Tuesday, April 2, 2013

Bartholomew's Parents and Cooking

     Bartholomew's parents liked to cook. They liked to cook with fresh vegetables and would often buy organic at the local food coop. They wished they could plant a garden but their backyard was too shady from a giant oak tree and the front yard was really too small to grow much. They helped Aunt Jospehine and Uncle Jeffrey with their garden, and in exchange, received some of the produce.
Both of Bartholomew's parents were good cooks. Father was especially good at developing menues of interesting flavors while Mother was especially good at spicing and flavoring different foods. In all, the meals Bartholomew grew up with were beyond describing. His palette was naturally developed without any work on his part. And this was one of the two sad aspects of his parent's cooking. Bartholomew had developed such a discerning palette, yet he never learned how to cook the foods that he loved to taste. His parents liked cooking so much that they would make meals without Bartholomew's input. Once in awhile, they would invite him to help them cook. But Bartholomew, by that time, had considered cooking a magical experience and felt that he should not be involved. When he was older and his parents were gone, try as he might, he never could discover the right spicing or the right way of cooking food

     Kale is about the blandest food you could imagine. It is also the healthiest – and isn't that ironic? Somehow, Bartholomew's mother would make amazing kale. She would saute it with other items; sometimes nuts, sometimes other vegetables or even berries and jams or chutneys. She was quite inventive. Every time Bartholomew tried to cook kale it was a disaster. Even worse, when Bartholomew cooked kale it was a taste-bud Armageddon.

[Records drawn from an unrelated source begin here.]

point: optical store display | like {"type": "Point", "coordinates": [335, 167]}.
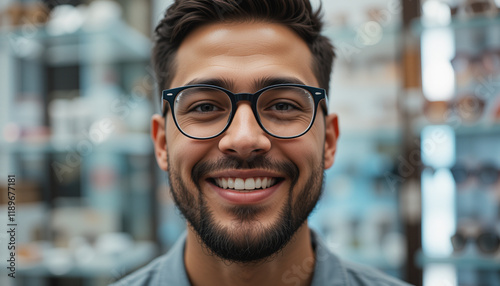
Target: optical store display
{"type": "Point", "coordinates": [487, 241]}
{"type": "Point", "coordinates": [464, 174]}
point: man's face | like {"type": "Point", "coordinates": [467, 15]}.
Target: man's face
{"type": "Point", "coordinates": [253, 224]}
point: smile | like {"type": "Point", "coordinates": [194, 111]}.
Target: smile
{"type": "Point", "coordinates": [246, 184]}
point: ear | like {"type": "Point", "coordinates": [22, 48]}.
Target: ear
{"type": "Point", "coordinates": [331, 136]}
{"type": "Point", "coordinates": [159, 140]}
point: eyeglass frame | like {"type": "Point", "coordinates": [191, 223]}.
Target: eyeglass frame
{"type": "Point", "coordinates": [169, 95]}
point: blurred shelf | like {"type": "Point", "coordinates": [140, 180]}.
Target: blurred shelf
{"type": "Point", "coordinates": [113, 43]}
{"type": "Point", "coordinates": [373, 134]}
{"type": "Point", "coordinates": [478, 129]}
{"type": "Point", "coordinates": [369, 40]}
{"type": "Point", "coordinates": [470, 261]}
{"type": "Point", "coordinates": [119, 265]}
{"type": "Point", "coordinates": [131, 143]}
{"type": "Point", "coordinates": [418, 26]}
{"type": "Point", "coordinates": [462, 129]}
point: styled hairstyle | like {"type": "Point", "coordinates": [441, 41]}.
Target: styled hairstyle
{"type": "Point", "coordinates": [184, 16]}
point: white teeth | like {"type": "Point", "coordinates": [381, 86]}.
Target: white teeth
{"type": "Point", "coordinates": [249, 184]}
{"type": "Point", "coordinates": [245, 184]}
{"type": "Point", "coordinates": [239, 184]}
{"type": "Point", "coordinates": [258, 183]}
{"type": "Point", "coordinates": [271, 182]}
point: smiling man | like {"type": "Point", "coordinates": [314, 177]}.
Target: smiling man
{"type": "Point", "coordinates": [245, 137]}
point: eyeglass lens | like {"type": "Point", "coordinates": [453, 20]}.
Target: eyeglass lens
{"type": "Point", "coordinates": [203, 112]}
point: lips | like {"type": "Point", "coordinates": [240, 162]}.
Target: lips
{"type": "Point", "coordinates": [245, 184]}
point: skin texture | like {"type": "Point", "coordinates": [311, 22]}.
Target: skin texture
{"type": "Point", "coordinates": [243, 56]}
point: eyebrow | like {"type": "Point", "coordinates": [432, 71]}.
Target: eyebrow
{"type": "Point", "coordinates": [257, 84]}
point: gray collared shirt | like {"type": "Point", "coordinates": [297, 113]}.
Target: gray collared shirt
{"type": "Point", "coordinates": [329, 270]}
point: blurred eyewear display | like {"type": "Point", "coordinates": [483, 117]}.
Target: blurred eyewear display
{"type": "Point", "coordinates": [487, 174]}
{"type": "Point", "coordinates": [486, 241]}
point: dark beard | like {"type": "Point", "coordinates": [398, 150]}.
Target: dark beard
{"type": "Point", "coordinates": [257, 243]}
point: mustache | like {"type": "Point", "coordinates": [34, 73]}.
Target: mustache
{"type": "Point", "coordinates": [255, 162]}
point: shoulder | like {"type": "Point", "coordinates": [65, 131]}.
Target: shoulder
{"type": "Point", "coordinates": [362, 275]}
{"type": "Point", "coordinates": [331, 270]}
{"type": "Point", "coordinates": [167, 269]}
{"type": "Point", "coordinates": [143, 276]}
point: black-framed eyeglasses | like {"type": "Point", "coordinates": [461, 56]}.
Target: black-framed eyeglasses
{"type": "Point", "coordinates": [203, 111]}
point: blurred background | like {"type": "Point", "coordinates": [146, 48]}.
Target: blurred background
{"type": "Point", "coordinates": [414, 190]}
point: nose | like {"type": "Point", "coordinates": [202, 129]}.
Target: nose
{"type": "Point", "coordinates": [244, 137]}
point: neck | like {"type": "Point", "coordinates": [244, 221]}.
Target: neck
{"type": "Point", "coordinates": [294, 264]}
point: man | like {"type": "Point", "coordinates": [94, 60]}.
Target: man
{"type": "Point", "coordinates": [245, 137]}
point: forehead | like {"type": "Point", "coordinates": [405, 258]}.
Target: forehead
{"type": "Point", "coordinates": [242, 53]}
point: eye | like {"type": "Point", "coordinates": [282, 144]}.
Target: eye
{"type": "Point", "coordinates": [205, 107]}
{"type": "Point", "coordinates": [283, 106]}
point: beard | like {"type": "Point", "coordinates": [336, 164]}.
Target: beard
{"type": "Point", "coordinates": [247, 240]}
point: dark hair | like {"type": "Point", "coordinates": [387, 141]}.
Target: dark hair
{"type": "Point", "coordinates": [185, 15]}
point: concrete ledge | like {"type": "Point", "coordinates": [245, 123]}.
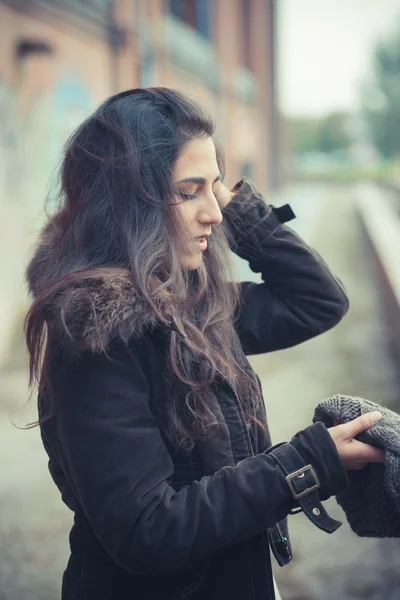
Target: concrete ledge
{"type": "Point", "coordinates": [380, 220]}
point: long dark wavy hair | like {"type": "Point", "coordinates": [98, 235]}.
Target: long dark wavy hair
{"type": "Point", "coordinates": [117, 211]}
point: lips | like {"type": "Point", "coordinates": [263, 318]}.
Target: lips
{"type": "Point", "coordinates": [202, 241]}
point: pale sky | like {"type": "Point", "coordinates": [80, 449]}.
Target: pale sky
{"type": "Point", "coordinates": [324, 50]}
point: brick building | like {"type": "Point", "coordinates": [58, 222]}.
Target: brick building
{"type": "Point", "coordinates": [60, 58]}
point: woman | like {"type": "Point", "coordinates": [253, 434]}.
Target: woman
{"type": "Point", "coordinates": [150, 413]}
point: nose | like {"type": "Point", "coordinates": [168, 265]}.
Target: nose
{"type": "Point", "coordinates": [210, 212]}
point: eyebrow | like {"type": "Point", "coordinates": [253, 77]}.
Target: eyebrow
{"type": "Point", "coordinates": [199, 180]}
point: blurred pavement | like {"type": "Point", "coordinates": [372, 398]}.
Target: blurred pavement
{"type": "Point", "coordinates": [353, 358]}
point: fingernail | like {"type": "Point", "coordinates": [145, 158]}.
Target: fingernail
{"type": "Point", "coordinates": [375, 416]}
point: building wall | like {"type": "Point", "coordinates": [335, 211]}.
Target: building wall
{"type": "Point", "coordinates": [58, 63]}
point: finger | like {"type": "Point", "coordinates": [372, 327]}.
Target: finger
{"type": "Point", "coordinates": [370, 454]}
{"type": "Point", "coordinates": [361, 424]}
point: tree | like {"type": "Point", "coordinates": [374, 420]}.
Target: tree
{"type": "Point", "coordinates": [381, 97]}
{"type": "Point", "coordinates": [319, 134]}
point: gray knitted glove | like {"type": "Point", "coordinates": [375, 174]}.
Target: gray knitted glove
{"type": "Point", "coordinates": [372, 501]}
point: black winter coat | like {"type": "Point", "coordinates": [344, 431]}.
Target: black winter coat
{"type": "Point", "coordinates": [151, 523]}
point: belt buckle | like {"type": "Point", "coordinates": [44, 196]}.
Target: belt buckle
{"type": "Point", "coordinates": [298, 473]}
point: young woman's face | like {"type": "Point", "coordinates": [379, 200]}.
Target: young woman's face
{"type": "Point", "coordinates": [196, 179]}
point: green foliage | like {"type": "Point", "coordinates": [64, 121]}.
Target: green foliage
{"type": "Point", "coordinates": [381, 97]}
{"type": "Point", "coordinates": [311, 134]}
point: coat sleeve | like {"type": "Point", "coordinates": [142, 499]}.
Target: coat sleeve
{"type": "Point", "coordinates": [120, 471]}
{"type": "Point", "coordinates": [299, 297]}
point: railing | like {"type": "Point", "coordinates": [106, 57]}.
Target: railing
{"type": "Point", "coordinates": [380, 218]}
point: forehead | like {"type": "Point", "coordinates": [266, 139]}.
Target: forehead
{"type": "Point", "coordinates": [197, 159]}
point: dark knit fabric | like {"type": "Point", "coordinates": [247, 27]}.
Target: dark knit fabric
{"type": "Point", "coordinates": [372, 501]}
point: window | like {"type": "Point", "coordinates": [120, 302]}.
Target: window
{"type": "Point", "coordinates": [195, 13]}
{"type": "Point", "coordinates": [246, 29]}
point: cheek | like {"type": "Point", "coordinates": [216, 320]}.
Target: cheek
{"type": "Point", "coordinates": [188, 214]}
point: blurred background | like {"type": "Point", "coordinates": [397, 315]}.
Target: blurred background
{"type": "Point", "coordinates": [307, 98]}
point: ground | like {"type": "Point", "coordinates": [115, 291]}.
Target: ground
{"type": "Point", "coordinates": [353, 358]}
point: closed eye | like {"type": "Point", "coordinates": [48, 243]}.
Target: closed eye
{"type": "Point", "coordinates": [188, 196]}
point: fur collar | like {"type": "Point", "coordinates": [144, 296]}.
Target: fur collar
{"type": "Point", "coordinates": [89, 314]}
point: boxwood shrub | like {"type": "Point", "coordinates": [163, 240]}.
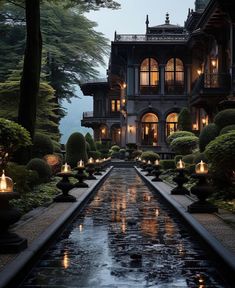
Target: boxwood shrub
{"type": "Point", "coordinates": [221, 155]}
{"type": "Point", "coordinates": [208, 133]}
{"type": "Point", "coordinates": [224, 118]}
{"type": "Point", "coordinates": [227, 129]}
{"type": "Point", "coordinates": [149, 155]}
{"type": "Point", "coordinates": [184, 145]}
{"type": "Point", "coordinates": [178, 134]}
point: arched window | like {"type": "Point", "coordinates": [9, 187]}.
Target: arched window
{"type": "Point", "coordinates": [174, 76]}
{"type": "Point", "coordinates": [149, 125]}
{"type": "Point", "coordinates": [149, 77]}
{"type": "Point", "coordinates": [171, 123]}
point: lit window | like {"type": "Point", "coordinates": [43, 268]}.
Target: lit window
{"type": "Point", "coordinates": [149, 76]}
{"type": "Point", "coordinates": [171, 123]}
{"type": "Point", "coordinates": [174, 76]}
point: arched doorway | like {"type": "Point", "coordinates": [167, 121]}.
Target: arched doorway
{"type": "Point", "coordinates": [116, 135]}
{"type": "Point", "coordinates": [149, 129]}
{"type": "Point", "coordinates": [171, 123]}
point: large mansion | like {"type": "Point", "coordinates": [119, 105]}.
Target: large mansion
{"type": "Point", "coordinates": [152, 76]}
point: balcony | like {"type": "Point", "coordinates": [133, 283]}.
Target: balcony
{"type": "Point", "coordinates": [210, 89]}
{"type": "Point", "coordinates": [91, 121]}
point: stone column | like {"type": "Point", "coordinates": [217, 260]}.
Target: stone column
{"type": "Point", "coordinates": [162, 78]}
{"type": "Point", "coordinates": [136, 79]}
{"type": "Point", "coordinates": [188, 79]}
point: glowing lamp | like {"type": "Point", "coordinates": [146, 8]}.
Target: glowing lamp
{"type": "Point", "coordinates": [66, 168]}
{"type": "Point", "coordinates": [201, 168]}
{"type": "Point", "coordinates": [180, 165]}
{"type": "Point", "coordinates": [80, 164]}
{"type": "Point", "coordinates": [6, 183]}
{"type": "Point", "coordinates": [157, 162]}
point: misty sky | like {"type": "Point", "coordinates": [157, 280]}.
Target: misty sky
{"type": "Point", "coordinates": [130, 19]}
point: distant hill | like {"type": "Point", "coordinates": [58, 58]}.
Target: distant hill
{"type": "Point", "coordinates": [72, 122]}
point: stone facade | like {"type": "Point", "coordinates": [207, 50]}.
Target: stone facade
{"type": "Point", "coordinates": [153, 75]}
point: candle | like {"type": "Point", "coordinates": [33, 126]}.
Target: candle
{"type": "Point", "coordinates": [6, 183]}
{"type": "Point", "coordinates": [180, 164]}
{"type": "Point", "coordinates": [81, 164]}
{"type": "Point", "coordinates": [157, 162]}
{"type": "Point", "coordinates": [201, 168]}
{"type": "Point", "coordinates": [65, 168]}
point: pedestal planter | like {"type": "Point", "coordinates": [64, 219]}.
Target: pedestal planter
{"type": "Point", "coordinates": [180, 180]}
{"type": "Point", "coordinates": [202, 190]}
{"type": "Point", "coordinates": [90, 169]}
{"type": "Point", "coordinates": [9, 242]}
{"type": "Point", "coordinates": [156, 172]}
{"type": "Point", "coordinates": [65, 186]}
{"type": "Point", "coordinates": [80, 176]}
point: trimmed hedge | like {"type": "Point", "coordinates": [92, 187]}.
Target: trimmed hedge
{"type": "Point", "coordinates": [115, 148]}
{"type": "Point", "coordinates": [184, 145]}
{"type": "Point", "coordinates": [167, 164]}
{"type": "Point", "coordinates": [208, 133]}
{"type": "Point", "coordinates": [76, 149]}
{"type": "Point", "coordinates": [189, 159]}
{"type": "Point", "coordinates": [41, 167]}
{"type": "Point", "coordinates": [42, 145]}
{"type": "Point", "coordinates": [227, 129]}
{"type": "Point", "coordinates": [178, 134]}
{"type": "Point", "coordinates": [225, 118]}
{"type": "Point", "coordinates": [149, 155]}
{"type": "Point", "coordinates": [185, 120]}
{"type": "Point", "coordinates": [221, 155]}
{"type": "Point", "coordinates": [91, 141]}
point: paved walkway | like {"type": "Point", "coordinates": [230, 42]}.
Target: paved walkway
{"type": "Point", "coordinates": [218, 229]}
{"type": "Point", "coordinates": [39, 226]}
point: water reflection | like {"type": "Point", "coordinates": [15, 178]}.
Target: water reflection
{"type": "Point", "coordinates": [125, 237]}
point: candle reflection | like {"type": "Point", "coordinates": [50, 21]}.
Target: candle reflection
{"type": "Point", "coordinates": [66, 260]}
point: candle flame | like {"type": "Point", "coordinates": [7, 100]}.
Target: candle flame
{"type": "Point", "coordinates": [3, 182]}
{"type": "Point", "coordinates": [202, 167]}
{"type": "Point", "coordinates": [66, 260]}
{"type": "Point", "coordinates": [66, 167]}
{"type": "Point", "coordinates": [181, 163]}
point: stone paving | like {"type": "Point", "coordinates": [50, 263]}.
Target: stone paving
{"type": "Point", "coordinates": [36, 223]}
{"type": "Point", "coordinates": [125, 237]}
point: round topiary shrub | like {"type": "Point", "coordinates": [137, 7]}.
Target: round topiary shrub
{"type": "Point", "coordinates": [115, 148]}
{"type": "Point", "coordinates": [41, 167]}
{"type": "Point", "coordinates": [167, 164]}
{"type": "Point", "coordinates": [12, 137]}
{"type": "Point", "coordinates": [178, 134]}
{"type": "Point", "coordinates": [76, 149]}
{"type": "Point", "coordinates": [189, 159]}
{"type": "Point", "coordinates": [200, 156]}
{"type": "Point", "coordinates": [91, 141]}
{"type": "Point", "coordinates": [177, 158]}
{"type": "Point", "coordinates": [184, 145]}
{"type": "Point", "coordinates": [94, 154]}
{"type": "Point", "coordinates": [185, 120]}
{"type": "Point", "coordinates": [208, 133]}
{"type": "Point", "coordinates": [221, 155]}
{"type": "Point", "coordinates": [149, 155]}
{"type": "Point", "coordinates": [42, 145]}
{"type": "Point", "coordinates": [225, 118]}
{"type": "Point", "coordinates": [227, 129]}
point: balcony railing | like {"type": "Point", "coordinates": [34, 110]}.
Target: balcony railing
{"type": "Point", "coordinates": [211, 83]}
{"type": "Point", "coordinates": [88, 114]}
{"type": "Point", "coordinates": [153, 38]}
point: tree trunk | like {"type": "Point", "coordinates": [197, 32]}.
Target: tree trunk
{"type": "Point", "coordinates": [30, 80]}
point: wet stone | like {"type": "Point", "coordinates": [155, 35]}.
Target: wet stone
{"type": "Point", "coordinates": [126, 237]}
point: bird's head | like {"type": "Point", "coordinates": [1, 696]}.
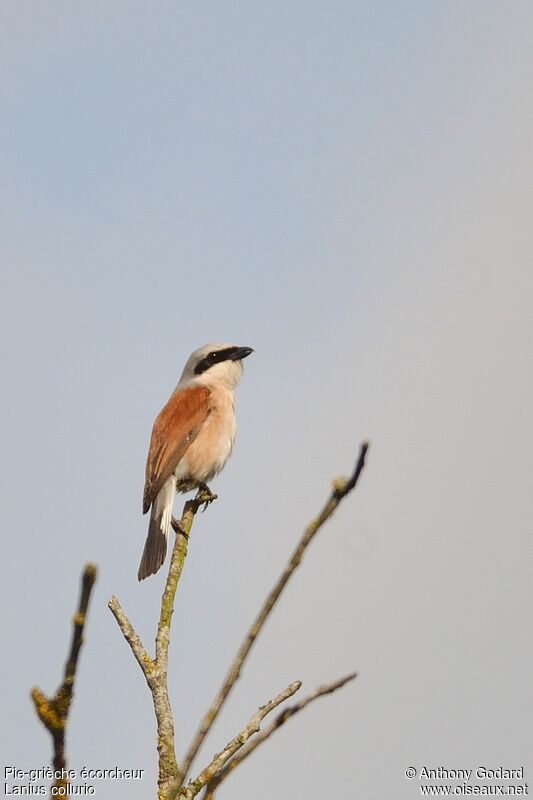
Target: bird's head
{"type": "Point", "coordinates": [219, 362]}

     The second sad aspect of Bartholomew's parent's cooking is that it eventually lead to their death. Not being able to have a garden in their yard drove Bartholomew's parents batty. There was no way they would chop down the family oak tree, that was planted so many generations ago, to provide sun for gardening, so they became inventive. Bartholomew's parents started harvesting from the neighborhood. If a neighbor wasn't going to eat all the apples on their apple tree, Bartholomew's parents offered to harvest the rest of the apples. They started finding mulberries and raspberries in the parks and along the railroad tracks. They discovered a pear tree in a ravine not far from the house. On any given weekend they would harvest Morrell mushrooms, fruits, berries, spices, nuts or even some greens and vegetables. As the food source became more wild, Bartholomew's meals became even more wild with flavor. Spices would explode in his mouth or, on occasion, they would blend and slowly reveal themselves – a different flavor with every chew. It was a world of discovery that enthralled and scared Bartholomew. How could he ever attain the skills that his parents had? How would his meals ever be even one hundredth as amazing and complex? He dared not even lift a paring knife for fear that his fears would come true – for fear that his parents would find out that he was a food dunce

     It was this thrill of cooking that eventually led Bartholomew's parents to scour the countryside for more wild food. Some days, his parents would be gone from sun-up to sundown wild harvesting. They would come home with boxes of items Bartholomew had never seen or heard of. It was on one of these far flung trips that his parents died.
 
     Bartholomew is now caught between a world of desire and a world of ineptitude that has been frozen in place by a horrible mistake. He would love to cook amazing food but, cooking amazing food could lead to death. Perhaps he was a good cook. Maybe Bartholomew's failed attempts were him being afraid of the consequences of success. What does one do when one wants to be like one's parents but one is also afraid of being like one's parents?